First Reformed is a film only Paul Schrader could have made, the result of more than 40 years of struggling with themes of repentance and failure on a large theological scale. We've seen glimpses of it before in the acclaimed screenplays he wrote for Martin Scorsese — in the confused penance of Travis Bickle in Taxi Driver and the self-mortification of Jake LaMotta in Raging Bull — but never quite so broadly or as bare as in the new film. It's a difficult film, austere yet extreme, but it brings all of Schrader's passions and interests to a wild and awkward summation. It's a film that will divide audiences, but it seems like a satisfactory recap of everything Schrader has accomplished, his own path of redemption in a career spanning from his masterful early work to his more recent descent into the movie hell of straight-to-streaming Nicolas Cage films and the abominable Lindsay Lohan drama The Canyons.

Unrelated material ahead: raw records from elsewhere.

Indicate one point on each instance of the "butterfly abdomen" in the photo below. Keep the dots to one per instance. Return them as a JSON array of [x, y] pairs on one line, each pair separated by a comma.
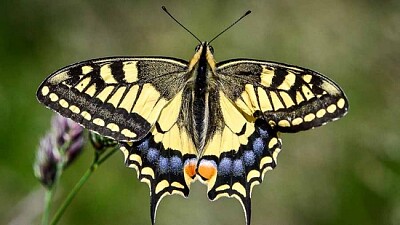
[[200, 101]]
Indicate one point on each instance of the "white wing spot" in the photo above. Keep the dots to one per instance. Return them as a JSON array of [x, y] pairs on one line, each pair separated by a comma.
[[99, 122], [45, 90], [53, 97]]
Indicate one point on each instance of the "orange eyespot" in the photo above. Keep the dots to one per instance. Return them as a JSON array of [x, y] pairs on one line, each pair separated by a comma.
[[207, 169], [190, 168]]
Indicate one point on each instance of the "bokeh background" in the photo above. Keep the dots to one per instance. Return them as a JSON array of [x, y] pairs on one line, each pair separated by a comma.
[[347, 172]]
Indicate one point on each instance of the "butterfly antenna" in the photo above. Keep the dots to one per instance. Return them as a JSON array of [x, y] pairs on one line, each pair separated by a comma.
[[244, 15], [169, 14]]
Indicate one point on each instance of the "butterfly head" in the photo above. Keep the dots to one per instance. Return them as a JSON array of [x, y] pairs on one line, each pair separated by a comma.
[[203, 51]]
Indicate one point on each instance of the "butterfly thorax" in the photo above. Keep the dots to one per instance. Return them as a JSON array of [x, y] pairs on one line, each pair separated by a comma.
[[202, 68]]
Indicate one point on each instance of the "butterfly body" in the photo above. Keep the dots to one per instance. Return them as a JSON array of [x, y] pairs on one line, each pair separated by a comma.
[[179, 121]]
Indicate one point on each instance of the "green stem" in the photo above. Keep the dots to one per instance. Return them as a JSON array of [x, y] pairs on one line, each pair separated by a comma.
[[47, 205], [96, 162], [49, 194]]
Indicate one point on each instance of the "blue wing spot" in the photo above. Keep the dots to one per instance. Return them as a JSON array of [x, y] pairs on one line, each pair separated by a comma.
[[263, 133], [238, 168], [249, 158], [152, 155], [225, 166], [144, 146], [258, 146], [163, 164], [176, 164]]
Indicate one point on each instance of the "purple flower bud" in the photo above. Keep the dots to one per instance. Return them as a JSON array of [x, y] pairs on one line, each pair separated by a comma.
[[47, 159], [74, 150], [100, 143], [69, 136]]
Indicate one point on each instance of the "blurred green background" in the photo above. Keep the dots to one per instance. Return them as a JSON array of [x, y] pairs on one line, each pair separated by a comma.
[[347, 172]]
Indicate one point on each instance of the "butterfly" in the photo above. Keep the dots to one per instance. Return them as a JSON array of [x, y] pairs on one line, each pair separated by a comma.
[[177, 122]]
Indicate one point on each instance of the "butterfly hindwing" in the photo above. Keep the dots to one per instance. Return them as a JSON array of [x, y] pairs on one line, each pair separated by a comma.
[[290, 98], [117, 97], [166, 158], [240, 150]]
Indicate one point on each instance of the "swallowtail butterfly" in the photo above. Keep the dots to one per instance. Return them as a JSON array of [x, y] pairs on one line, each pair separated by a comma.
[[178, 121]]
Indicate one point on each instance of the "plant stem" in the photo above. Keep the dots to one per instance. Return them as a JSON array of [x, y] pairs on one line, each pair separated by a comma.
[[47, 205], [96, 162]]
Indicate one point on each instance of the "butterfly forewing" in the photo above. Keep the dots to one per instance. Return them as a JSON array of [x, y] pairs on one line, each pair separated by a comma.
[[116, 97], [289, 98]]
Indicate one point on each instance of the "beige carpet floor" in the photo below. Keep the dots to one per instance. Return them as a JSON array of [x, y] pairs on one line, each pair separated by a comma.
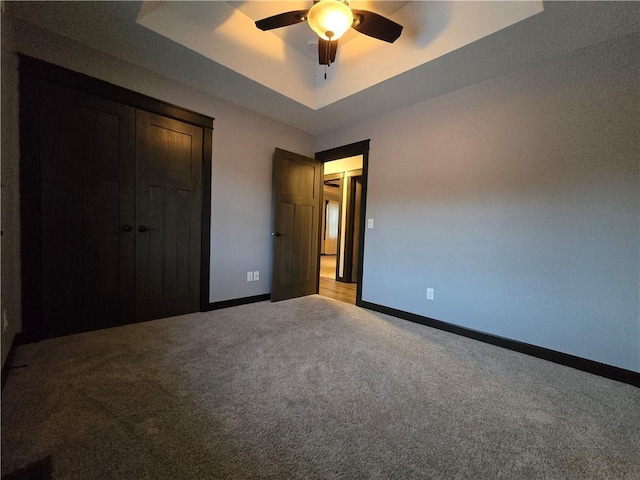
[[309, 388]]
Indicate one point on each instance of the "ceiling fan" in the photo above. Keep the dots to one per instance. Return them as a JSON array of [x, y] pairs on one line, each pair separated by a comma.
[[330, 19]]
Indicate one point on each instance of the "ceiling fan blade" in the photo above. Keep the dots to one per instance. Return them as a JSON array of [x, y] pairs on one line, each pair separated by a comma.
[[282, 20], [376, 26], [327, 51]]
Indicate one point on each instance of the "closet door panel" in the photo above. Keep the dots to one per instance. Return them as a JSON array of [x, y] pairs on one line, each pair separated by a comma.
[[87, 154], [168, 215]]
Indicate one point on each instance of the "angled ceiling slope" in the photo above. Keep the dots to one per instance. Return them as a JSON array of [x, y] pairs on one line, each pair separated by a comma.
[[285, 59], [362, 84]]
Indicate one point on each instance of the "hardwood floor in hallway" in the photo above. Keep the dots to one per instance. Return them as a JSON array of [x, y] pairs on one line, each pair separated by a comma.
[[344, 292]]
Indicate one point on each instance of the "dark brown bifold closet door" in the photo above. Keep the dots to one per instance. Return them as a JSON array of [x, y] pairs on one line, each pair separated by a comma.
[[87, 155], [168, 216]]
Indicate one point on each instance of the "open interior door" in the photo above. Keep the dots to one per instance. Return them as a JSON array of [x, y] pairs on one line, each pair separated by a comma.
[[297, 187]]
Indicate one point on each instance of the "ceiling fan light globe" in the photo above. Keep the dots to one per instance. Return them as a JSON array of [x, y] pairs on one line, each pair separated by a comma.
[[330, 19]]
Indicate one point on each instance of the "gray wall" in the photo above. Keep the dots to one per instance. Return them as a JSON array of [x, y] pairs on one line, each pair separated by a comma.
[[10, 306], [243, 145], [517, 200]]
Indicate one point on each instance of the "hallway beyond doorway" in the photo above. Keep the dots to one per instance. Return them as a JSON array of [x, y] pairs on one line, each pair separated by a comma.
[[329, 287]]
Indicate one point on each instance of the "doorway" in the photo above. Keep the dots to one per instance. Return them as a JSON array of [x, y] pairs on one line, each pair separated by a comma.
[[342, 221]]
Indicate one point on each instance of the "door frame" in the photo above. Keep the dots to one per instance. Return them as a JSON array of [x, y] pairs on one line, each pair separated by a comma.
[[351, 150], [32, 71]]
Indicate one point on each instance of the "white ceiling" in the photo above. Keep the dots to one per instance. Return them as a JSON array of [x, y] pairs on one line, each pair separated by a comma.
[[281, 60], [215, 47]]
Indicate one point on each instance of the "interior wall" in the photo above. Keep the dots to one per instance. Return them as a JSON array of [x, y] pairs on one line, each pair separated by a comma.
[[518, 201], [242, 151], [10, 306]]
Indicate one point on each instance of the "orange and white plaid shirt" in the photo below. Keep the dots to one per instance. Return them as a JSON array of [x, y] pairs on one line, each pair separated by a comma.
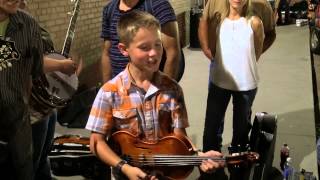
[[121, 105]]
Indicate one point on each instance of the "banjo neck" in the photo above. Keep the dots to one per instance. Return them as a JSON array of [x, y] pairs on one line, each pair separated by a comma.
[[71, 29]]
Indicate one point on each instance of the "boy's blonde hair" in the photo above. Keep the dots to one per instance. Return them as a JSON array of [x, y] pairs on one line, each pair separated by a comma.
[[130, 23]]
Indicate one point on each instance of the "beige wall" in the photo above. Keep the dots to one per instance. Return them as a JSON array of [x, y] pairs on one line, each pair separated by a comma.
[[53, 16]]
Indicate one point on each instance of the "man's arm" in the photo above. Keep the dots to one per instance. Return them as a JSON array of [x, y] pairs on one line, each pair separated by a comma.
[[66, 66], [171, 44], [270, 36], [203, 37], [105, 62], [257, 27]]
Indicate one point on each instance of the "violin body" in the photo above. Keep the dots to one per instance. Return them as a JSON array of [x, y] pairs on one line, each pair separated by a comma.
[[172, 157], [143, 154]]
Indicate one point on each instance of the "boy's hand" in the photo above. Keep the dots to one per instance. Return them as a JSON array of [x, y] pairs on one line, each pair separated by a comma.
[[209, 165], [68, 66], [134, 173]]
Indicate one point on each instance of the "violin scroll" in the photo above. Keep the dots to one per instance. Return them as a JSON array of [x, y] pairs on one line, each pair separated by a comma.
[[243, 158]]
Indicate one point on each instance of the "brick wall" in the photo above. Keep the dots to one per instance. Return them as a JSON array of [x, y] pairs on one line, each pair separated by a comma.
[[53, 16]]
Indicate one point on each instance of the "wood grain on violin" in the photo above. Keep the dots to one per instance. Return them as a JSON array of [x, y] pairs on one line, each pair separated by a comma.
[[172, 156]]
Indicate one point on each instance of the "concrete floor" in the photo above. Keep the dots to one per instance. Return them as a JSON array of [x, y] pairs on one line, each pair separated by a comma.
[[285, 89]]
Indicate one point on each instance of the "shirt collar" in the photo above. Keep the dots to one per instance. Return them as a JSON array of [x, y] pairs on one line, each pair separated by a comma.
[[128, 81]]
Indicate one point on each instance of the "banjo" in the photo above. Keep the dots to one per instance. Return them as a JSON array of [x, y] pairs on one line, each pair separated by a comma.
[[55, 89]]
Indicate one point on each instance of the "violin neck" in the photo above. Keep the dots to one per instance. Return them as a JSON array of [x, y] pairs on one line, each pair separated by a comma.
[[171, 160]]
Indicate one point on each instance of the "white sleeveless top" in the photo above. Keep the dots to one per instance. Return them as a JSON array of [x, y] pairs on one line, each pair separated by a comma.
[[235, 60]]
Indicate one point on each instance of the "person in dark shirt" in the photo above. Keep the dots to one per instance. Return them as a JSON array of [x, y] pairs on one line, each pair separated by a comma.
[[23, 60]]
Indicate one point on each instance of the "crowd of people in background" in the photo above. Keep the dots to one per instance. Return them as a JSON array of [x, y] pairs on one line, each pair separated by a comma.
[[136, 97]]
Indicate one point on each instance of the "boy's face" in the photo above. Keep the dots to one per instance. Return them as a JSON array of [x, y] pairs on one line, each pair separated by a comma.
[[145, 50], [9, 6], [237, 4]]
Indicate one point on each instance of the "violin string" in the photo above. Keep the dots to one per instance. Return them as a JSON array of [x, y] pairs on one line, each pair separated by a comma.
[[177, 160]]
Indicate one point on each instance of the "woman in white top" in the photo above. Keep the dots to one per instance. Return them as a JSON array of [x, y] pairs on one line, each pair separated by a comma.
[[238, 47]]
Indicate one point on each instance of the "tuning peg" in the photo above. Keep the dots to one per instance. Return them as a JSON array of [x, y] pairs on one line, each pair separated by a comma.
[[9, 64], [4, 65]]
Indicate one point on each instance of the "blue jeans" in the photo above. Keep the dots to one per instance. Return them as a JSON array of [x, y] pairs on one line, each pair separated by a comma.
[[42, 135], [217, 103]]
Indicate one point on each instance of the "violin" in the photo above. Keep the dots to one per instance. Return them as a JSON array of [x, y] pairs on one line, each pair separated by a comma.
[[173, 156]]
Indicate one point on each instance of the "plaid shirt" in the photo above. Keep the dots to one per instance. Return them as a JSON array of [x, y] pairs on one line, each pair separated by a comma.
[[121, 105]]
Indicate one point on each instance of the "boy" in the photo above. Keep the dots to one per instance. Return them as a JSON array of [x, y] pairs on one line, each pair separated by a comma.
[[140, 99]]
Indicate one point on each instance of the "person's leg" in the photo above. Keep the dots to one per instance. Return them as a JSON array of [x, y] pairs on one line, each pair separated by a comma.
[[217, 103], [39, 133], [242, 103], [20, 147], [44, 170]]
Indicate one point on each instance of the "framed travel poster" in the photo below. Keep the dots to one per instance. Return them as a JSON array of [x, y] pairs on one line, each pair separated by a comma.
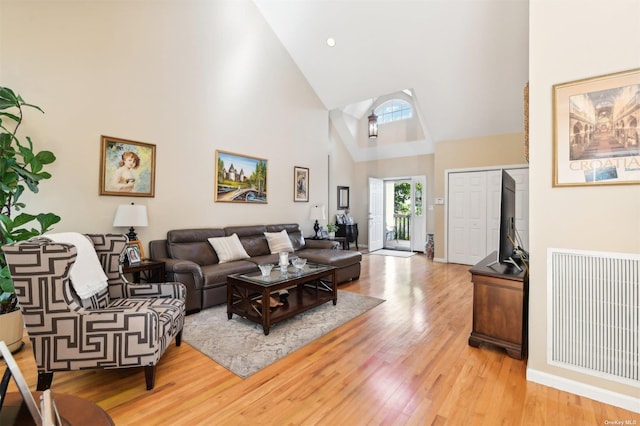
[[596, 133], [300, 184]]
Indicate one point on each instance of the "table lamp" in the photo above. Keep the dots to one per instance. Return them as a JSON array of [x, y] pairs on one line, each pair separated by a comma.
[[131, 215], [317, 213]]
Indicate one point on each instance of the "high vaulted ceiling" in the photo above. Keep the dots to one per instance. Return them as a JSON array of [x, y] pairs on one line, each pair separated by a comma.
[[465, 60]]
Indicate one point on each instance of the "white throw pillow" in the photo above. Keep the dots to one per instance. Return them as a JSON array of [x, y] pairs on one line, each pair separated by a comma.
[[228, 248], [279, 241]]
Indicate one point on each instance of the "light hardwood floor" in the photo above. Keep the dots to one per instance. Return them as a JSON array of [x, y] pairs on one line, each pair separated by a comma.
[[406, 362]]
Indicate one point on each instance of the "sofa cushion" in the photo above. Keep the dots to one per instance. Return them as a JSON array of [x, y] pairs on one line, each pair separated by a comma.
[[279, 241], [294, 232], [215, 275], [192, 244], [228, 248], [252, 238]]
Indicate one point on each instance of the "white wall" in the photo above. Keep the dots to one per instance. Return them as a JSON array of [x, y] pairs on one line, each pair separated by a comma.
[[572, 40], [188, 76]]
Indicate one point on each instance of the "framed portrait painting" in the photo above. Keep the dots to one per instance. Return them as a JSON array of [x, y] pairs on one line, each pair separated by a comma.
[[127, 168], [596, 130], [240, 179], [300, 184]]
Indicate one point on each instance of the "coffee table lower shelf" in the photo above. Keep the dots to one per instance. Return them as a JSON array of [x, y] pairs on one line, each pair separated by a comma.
[[246, 299]]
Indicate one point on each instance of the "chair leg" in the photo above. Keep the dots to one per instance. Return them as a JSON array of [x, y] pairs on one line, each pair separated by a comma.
[[150, 375], [44, 381]]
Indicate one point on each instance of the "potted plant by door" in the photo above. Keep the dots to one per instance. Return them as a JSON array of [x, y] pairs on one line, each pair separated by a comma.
[[21, 168]]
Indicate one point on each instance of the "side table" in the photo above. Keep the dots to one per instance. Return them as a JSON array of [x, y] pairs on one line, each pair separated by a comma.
[[73, 410], [349, 231], [151, 271]]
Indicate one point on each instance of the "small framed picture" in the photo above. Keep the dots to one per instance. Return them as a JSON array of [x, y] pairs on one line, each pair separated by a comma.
[[133, 254], [138, 244], [300, 184]]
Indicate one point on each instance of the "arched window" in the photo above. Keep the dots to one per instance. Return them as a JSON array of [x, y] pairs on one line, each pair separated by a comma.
[[394, 110]]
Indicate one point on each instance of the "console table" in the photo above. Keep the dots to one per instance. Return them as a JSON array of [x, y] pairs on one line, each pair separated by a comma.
[[500, 306], [349, 231]]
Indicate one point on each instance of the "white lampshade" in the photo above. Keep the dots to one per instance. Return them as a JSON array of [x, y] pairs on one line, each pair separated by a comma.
[[317, 213], [131, 215]]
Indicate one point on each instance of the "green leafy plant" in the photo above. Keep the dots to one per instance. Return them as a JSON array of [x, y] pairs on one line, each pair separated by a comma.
[[21, 168]]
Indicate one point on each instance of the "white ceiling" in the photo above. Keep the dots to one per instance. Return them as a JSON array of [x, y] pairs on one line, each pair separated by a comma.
[[466, 60]]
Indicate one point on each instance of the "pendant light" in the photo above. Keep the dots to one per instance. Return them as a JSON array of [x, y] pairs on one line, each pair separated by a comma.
[[373, 124]]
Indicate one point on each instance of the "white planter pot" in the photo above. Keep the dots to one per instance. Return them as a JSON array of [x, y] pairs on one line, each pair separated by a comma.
[[12, 329]]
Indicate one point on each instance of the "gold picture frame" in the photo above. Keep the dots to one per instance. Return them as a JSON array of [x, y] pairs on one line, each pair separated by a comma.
[[127, 168], [300, 184], [138, 245], [134, 256], [240, 178], [596, 133]]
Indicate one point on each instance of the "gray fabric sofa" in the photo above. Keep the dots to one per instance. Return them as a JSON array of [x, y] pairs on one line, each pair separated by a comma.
[[190, 259]]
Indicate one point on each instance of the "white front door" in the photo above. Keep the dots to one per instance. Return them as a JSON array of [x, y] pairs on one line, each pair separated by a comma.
[[467, 217], [376, 214]]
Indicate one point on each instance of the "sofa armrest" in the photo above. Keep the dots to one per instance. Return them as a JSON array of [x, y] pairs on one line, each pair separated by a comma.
[[330, 244], [190, 275]]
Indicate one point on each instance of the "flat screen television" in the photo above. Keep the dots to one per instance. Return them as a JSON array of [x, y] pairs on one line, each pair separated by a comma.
[[507, 239]]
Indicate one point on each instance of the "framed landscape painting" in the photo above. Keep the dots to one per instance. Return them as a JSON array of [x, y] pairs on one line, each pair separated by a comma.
[[240, 178], [596, 132], [127, 168], [300, 184]]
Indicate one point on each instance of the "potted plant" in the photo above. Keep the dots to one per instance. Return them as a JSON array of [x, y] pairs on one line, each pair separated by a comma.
[[331, 229], [21, 168]]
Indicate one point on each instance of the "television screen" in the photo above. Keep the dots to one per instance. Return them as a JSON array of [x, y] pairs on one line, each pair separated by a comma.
[[507, 239]]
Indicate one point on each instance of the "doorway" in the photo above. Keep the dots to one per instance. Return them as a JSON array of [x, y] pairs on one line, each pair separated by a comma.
[[401, 222]]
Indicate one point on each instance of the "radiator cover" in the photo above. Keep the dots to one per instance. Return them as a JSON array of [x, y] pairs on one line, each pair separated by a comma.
[[594, 314]]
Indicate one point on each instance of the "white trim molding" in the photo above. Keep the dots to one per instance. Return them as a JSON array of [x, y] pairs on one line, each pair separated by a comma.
[[608, 397]]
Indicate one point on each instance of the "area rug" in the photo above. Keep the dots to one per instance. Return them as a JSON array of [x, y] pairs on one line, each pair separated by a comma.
[[240, 345], [394, 253]]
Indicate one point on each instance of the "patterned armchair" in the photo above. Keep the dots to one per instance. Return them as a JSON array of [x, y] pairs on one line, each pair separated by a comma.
[[126, 325]]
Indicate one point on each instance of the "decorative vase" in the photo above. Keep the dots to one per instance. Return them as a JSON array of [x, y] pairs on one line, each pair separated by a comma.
[[12, 329]]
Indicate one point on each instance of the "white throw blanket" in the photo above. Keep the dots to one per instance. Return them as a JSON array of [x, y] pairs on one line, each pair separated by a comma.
[[87, 276]]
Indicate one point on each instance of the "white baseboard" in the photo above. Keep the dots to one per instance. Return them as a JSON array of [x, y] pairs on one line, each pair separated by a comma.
[[608, 397]]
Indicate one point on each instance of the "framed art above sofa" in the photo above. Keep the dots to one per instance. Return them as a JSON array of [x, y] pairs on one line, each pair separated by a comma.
[[240, 178]]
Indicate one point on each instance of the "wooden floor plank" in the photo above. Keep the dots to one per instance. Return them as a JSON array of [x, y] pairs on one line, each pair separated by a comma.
[[405, 362]]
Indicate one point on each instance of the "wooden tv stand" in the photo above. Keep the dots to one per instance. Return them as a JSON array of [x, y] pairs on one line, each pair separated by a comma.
[[500, 306]]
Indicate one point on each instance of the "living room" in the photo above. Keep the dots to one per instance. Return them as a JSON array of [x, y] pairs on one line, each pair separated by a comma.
[[192, 77]]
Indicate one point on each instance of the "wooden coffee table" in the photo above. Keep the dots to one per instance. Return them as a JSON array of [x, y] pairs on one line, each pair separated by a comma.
[[248, 294]]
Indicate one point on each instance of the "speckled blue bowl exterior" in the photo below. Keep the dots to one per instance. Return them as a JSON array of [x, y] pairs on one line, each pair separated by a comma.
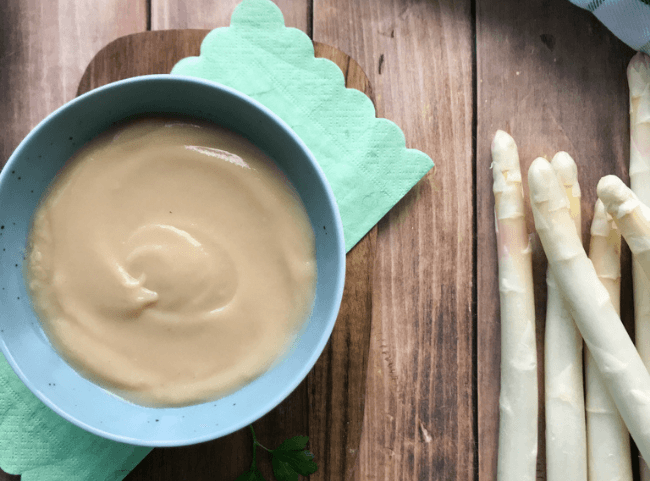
[[27, 175]]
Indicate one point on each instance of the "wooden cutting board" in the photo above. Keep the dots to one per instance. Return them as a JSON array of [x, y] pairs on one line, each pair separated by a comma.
[[328, 406]]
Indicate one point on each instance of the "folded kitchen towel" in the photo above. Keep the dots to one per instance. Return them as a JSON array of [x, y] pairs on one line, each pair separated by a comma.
[[629, 20], [364, 159]]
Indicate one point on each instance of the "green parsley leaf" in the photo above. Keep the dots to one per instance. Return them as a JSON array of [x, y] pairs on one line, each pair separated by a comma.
[[300, 462], [283, 470]]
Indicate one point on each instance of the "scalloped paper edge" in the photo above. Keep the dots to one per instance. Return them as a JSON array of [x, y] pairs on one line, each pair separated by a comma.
[[364, 158]]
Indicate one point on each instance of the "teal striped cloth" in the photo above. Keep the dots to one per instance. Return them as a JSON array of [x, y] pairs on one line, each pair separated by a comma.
[[629, 20]]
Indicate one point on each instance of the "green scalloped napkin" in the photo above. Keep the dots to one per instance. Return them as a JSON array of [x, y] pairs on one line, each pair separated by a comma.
[[364, 159]]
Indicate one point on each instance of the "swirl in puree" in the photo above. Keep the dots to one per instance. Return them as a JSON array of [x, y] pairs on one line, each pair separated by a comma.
[[171, 262]]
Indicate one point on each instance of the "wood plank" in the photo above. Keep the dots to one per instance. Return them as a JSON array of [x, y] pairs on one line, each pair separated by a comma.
[[337, 384], [44, 50], [172, 14], [418, 55], [329, 405], [554, 77]]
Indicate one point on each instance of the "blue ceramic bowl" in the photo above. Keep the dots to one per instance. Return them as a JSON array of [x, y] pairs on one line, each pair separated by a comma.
[[26, 177]]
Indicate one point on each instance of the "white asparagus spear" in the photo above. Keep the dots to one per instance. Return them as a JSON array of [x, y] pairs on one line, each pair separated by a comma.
[[632, 218], [517, 455], [566, 431], [638, 75], [622, 370], [608, 441]]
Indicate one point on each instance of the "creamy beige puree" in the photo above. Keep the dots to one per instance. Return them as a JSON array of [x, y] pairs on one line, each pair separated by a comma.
[[171, 262]]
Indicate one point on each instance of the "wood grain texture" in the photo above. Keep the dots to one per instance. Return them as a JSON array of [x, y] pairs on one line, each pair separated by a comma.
[[44, 48], [553, 77], [329, 405], [337, 384], [418, 419], [177, 14]]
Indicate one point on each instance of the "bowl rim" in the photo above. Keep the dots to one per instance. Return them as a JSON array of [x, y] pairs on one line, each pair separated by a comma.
[[301, 374]]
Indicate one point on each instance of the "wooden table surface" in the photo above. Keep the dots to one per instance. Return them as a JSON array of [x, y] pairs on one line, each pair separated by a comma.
[[449, 73]]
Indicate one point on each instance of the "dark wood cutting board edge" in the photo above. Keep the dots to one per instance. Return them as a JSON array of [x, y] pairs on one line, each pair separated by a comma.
[[329, 404]]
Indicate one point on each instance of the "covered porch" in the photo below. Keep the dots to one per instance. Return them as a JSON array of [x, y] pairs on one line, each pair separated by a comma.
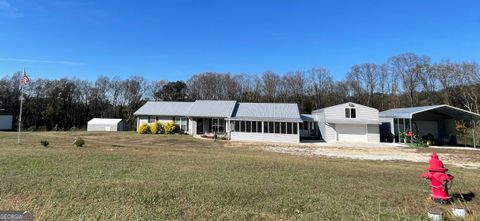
[[208, 126], [437, 123]]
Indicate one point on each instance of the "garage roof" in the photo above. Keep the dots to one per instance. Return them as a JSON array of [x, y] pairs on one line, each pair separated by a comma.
[[352, 121], [448, 110], [104, 121], [165, 108], [307, 117]]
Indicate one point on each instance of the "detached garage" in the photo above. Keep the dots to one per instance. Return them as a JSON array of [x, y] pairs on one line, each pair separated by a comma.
[[105, 124], [348, 122]]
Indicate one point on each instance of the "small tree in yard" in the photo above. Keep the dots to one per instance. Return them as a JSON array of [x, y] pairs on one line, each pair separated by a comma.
[[144, 129], [156, 128], [79, 142], [169, 127]]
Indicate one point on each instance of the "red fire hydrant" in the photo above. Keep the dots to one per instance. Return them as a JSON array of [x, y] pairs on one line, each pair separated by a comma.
[[439, 179]]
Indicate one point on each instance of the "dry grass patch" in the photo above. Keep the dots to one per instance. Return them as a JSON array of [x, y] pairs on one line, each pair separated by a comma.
[[125, 176]]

In First Reformed Ethan Hawke, who has established himself as the most courageously chameleon-like actor of his generation, plays Reverend Toller, head of an old but barely attended church in New York. Haunted by the death of his son in Iraq and the failure of his marriage, he has become a spiritual place-keeper, holding tours of his 250-year-old sanctuary, which members of the local superchurch dismiss as "the gift shop." Plagued by stomach disorders and heavy drinking, he's losing his health and his faith at an equal pace.
When he's asked to provide counseling to pessimistic eco-terrorist Michael and his pregnant wife Mary (Amanda Seyfried) — and yes, the biblical character names are no coincidence — Toller begins to question the church's role in confronting social issues like global warming.
His efforts, like the old building in which he preaches, are overshadowed by the influence of Abundant Life, a corporate-sponsored, media-friendly congregation more concerned with promoting its brand than with good works. (In an inspired casting choice, Toller's rival church is run by Cedric Kyles, who may have dropped "the Entertainer" from his name but knows how to balance skillfully the roles of avuncular televangelist and cut-throat businessman.)
Schrader borrows — or, more fairly, synthesizes — themes from Ingmar Bergman's Winter Light and Bresson's Diary of a Country Priest, two masterpieces of austere, thoughtful filmmaking. From Bergman, he borrows the idea of a struggling clergyman who feels inadequate in comforting a couple much like Michael and Mary. From Bresson, he updates the psychological turmoil of the ailing priest being made irrelevant by his community.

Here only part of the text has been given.